Beyond investor limits, the package addresses a range of other issues — from relaxing construction-loan requirements for community banks and adjusting disaster recovery grant programs to encouraging localities to loosen zoning restrictions and expanding access to manufactured housing, Roll Call reported.

The deal was reached among the top four lawmakers overseeing housing legislation: Senate Banking Committee Chairman Tim Scott, ranking member Senator Elizabeth Warren, House Financial Services Committee Chairman French Hill, and ranking member Representative Maxine Waters.

"This bill is the result of years of work to lower costs, expand housing supply, cut red tape, protect taxpayers, and help more Americans achieve the dream of homeownership," Scott said in a statement. Hill said in a statement he looks forward to President Trump signing the bill into law.

Warren called the investor restriction a historic first. In a brief hallway interview at the Capitol, Warren told CNBC: "Never before has Congress put any restriction on the ability of private equity to move into whatever industry they want, buy up whatever they want and destroy whatever they want."

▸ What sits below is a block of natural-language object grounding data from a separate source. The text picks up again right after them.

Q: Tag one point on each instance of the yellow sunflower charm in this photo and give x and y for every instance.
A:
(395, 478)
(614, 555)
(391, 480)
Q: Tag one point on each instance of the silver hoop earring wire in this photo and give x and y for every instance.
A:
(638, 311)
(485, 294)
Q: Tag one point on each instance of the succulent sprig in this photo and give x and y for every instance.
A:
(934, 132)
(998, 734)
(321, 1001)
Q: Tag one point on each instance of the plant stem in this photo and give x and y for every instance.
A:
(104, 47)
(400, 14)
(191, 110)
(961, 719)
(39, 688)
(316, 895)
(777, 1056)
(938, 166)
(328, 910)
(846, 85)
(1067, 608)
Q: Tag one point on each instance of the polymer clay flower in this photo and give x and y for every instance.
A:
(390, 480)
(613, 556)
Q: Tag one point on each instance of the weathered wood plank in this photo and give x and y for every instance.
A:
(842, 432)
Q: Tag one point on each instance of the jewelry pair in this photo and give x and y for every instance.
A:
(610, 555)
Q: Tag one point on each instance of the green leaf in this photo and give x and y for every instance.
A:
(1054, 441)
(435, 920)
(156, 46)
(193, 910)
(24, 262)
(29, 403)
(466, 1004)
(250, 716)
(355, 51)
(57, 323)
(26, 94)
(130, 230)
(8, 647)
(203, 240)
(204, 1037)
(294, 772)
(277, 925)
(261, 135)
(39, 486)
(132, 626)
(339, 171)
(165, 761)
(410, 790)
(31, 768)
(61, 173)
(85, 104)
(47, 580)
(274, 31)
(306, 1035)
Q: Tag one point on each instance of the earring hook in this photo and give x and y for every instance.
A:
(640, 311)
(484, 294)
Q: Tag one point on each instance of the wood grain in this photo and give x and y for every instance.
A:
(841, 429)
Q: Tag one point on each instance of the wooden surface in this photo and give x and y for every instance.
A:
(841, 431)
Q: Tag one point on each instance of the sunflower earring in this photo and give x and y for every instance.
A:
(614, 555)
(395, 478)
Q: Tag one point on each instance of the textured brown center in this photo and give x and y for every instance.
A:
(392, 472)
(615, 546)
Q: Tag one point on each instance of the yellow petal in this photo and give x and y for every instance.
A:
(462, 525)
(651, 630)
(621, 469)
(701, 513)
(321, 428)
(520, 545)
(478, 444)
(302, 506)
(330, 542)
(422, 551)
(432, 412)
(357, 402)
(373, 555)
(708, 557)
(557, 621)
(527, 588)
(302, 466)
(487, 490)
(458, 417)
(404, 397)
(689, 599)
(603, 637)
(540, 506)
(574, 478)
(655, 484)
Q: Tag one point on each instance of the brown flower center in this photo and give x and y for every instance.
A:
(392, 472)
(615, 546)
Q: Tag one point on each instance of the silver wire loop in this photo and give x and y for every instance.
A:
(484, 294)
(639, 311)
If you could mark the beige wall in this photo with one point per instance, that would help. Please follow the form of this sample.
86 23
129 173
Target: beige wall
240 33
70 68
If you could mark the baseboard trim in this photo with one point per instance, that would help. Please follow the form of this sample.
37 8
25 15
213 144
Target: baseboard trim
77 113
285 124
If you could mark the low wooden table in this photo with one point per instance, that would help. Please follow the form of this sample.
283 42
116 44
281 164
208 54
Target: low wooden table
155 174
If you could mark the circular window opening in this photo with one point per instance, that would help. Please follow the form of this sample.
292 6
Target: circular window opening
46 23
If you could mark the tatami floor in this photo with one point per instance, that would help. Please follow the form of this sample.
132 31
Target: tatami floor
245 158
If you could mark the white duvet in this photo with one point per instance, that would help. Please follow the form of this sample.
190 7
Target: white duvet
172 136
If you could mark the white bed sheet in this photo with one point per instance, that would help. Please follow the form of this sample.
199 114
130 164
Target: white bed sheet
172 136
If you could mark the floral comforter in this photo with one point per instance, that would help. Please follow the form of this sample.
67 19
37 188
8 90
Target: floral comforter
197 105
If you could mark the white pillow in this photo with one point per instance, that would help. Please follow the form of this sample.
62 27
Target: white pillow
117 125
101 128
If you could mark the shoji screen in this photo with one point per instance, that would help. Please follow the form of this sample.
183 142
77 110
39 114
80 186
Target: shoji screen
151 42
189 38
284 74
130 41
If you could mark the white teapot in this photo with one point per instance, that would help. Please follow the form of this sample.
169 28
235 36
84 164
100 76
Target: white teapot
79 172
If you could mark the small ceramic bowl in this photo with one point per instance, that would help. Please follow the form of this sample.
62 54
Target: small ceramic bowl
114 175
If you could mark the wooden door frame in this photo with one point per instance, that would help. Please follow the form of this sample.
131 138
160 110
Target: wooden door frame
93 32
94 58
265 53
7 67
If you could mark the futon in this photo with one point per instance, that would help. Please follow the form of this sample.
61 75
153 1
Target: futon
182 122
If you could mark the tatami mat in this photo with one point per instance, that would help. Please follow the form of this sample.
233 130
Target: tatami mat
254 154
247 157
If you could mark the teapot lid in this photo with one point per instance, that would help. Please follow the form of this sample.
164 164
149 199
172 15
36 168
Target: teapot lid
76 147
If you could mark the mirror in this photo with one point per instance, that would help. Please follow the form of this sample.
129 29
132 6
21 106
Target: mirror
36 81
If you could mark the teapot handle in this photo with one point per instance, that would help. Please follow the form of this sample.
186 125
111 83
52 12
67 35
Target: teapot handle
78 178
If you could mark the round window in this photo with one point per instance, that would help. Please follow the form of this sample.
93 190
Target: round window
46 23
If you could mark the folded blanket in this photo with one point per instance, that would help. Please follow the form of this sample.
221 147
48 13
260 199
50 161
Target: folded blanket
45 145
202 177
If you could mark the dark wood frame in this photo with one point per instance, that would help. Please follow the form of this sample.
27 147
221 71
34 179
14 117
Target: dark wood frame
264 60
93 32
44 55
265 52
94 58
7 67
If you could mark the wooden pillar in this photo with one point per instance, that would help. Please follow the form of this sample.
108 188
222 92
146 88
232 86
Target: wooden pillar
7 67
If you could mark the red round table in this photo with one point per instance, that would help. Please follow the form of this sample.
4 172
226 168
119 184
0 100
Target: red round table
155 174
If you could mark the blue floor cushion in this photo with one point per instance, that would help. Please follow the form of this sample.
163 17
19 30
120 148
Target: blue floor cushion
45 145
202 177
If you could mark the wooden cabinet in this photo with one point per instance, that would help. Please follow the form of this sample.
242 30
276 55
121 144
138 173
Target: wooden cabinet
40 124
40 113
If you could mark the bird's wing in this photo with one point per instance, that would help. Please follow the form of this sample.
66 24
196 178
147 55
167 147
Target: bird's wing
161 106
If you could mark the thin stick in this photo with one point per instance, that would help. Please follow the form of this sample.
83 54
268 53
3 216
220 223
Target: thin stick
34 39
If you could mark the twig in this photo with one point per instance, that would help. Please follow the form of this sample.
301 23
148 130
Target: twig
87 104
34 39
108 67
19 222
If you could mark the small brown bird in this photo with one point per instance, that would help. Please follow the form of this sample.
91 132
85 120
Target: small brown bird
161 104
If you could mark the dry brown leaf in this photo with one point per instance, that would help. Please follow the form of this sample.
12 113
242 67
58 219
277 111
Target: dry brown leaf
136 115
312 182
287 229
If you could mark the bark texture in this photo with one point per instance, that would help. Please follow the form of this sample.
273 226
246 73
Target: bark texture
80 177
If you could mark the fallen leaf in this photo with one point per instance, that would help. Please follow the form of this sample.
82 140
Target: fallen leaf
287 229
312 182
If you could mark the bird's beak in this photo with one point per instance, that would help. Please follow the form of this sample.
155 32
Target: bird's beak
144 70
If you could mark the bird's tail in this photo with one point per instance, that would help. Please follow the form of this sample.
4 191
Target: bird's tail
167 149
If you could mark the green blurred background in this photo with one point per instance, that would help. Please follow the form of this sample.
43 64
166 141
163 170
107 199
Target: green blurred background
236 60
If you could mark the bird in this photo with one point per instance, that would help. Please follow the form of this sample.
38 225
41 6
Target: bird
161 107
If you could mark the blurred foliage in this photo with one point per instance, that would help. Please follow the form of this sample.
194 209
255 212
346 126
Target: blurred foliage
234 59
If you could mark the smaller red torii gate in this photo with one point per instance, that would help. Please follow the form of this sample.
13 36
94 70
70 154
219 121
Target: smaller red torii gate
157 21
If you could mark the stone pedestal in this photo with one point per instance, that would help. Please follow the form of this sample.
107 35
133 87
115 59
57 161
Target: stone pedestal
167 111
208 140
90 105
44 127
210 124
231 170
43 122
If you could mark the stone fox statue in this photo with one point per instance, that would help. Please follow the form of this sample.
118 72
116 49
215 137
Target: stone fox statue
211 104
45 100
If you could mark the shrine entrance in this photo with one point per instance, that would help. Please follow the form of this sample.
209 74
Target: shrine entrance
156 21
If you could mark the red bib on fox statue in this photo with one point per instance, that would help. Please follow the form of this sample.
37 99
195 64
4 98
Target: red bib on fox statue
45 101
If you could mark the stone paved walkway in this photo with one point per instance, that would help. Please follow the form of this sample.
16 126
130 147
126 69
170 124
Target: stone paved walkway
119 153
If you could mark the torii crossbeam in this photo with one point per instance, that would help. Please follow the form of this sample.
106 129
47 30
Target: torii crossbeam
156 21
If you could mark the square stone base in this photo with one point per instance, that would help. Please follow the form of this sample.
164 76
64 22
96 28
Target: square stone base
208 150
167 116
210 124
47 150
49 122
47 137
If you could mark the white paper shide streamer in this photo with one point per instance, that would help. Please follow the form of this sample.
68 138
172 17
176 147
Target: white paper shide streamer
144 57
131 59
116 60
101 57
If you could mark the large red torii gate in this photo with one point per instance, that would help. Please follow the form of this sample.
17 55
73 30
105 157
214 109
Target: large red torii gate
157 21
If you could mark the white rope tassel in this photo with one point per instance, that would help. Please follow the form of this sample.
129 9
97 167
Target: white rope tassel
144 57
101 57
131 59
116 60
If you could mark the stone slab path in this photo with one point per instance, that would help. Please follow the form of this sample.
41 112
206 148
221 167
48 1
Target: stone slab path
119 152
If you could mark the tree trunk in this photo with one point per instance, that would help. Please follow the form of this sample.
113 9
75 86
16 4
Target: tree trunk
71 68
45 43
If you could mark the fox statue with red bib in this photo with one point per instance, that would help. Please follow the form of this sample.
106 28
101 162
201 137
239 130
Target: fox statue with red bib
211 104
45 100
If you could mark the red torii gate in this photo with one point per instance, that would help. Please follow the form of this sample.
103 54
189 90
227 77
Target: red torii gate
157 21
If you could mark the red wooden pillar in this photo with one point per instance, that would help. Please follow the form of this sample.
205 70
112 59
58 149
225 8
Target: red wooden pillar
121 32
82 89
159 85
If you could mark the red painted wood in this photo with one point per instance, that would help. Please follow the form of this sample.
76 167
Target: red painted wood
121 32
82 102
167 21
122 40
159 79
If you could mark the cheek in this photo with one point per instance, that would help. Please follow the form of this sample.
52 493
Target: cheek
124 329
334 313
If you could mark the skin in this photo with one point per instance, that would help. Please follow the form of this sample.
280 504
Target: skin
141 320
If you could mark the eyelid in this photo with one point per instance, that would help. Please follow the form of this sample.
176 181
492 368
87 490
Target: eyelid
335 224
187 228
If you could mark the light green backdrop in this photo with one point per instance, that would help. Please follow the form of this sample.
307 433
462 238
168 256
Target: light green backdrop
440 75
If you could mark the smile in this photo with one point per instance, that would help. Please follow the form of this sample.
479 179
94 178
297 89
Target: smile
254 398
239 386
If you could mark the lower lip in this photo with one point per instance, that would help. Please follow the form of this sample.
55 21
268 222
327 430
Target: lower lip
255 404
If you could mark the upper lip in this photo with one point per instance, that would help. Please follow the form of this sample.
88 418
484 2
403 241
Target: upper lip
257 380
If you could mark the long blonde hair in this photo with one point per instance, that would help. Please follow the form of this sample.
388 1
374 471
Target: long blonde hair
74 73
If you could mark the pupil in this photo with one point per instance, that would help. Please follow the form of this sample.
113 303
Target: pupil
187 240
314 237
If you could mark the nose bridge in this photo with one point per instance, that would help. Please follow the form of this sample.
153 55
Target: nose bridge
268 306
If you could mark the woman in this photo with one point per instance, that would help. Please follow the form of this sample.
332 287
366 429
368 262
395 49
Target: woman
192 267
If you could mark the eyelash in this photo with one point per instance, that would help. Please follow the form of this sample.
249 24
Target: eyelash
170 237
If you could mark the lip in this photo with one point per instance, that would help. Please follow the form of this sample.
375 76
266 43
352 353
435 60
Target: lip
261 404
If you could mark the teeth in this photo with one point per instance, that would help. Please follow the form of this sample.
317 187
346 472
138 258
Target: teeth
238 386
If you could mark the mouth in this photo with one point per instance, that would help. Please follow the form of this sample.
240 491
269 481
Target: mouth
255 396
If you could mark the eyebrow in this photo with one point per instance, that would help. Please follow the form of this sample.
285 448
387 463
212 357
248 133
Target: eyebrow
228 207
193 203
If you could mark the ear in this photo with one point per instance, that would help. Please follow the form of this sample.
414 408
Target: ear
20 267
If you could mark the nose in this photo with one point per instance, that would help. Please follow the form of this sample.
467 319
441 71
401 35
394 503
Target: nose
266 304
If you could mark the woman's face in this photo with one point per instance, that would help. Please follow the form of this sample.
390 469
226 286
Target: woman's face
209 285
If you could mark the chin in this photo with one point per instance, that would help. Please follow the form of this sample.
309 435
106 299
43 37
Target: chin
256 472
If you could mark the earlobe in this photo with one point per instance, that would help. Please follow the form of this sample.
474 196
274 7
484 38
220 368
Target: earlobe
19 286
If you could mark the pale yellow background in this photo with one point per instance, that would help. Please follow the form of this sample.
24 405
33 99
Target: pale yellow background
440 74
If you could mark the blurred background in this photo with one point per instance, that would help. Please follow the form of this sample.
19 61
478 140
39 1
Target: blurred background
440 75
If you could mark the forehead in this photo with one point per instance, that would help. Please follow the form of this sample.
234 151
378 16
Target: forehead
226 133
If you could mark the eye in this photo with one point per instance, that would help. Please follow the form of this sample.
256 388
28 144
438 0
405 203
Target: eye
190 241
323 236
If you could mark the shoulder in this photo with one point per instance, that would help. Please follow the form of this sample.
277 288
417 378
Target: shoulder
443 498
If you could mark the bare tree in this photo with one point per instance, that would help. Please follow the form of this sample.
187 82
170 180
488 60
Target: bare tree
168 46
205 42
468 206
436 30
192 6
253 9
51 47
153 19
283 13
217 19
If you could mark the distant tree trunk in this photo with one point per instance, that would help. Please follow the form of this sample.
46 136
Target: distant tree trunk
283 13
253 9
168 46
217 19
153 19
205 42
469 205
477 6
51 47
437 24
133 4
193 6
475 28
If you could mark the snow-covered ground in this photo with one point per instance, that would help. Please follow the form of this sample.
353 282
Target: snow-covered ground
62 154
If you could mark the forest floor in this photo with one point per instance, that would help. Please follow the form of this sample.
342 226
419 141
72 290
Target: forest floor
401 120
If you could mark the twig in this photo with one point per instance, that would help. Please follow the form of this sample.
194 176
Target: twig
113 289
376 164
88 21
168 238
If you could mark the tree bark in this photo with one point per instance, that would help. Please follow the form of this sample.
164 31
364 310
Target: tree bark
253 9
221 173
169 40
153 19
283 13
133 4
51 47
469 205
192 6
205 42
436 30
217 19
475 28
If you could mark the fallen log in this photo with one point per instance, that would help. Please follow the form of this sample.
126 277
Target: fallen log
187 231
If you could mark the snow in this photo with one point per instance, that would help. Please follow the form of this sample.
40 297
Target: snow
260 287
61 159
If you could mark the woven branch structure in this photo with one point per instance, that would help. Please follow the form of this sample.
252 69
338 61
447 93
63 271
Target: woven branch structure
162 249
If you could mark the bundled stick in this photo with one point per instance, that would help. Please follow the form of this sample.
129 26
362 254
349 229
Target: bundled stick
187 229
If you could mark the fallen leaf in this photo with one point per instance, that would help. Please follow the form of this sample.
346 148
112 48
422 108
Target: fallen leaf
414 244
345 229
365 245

Every one of the eight dissenting votes was cast by a Republican senator, The Hill reported.

The bill's investor provisions build on a debate that data suggests is more geographically concentrated than the national political conversation implies. Institutional investors — those who have made more than 350 single-family purchases since 2015 — represent roughly 1% of all single-family transactions in the U.S., with buying activity clustered in Sun Belt and Midwestern markets like Memphis, Atlanta, and Charlotte rather than in higher-cost coastal cities.

House members backed earlier iterations of the legislation by wide margins — 390-9 in February and 396-13 in May — a track record that lawmakers say opens the door to fast-tracking the final text when the chamber reconvenes.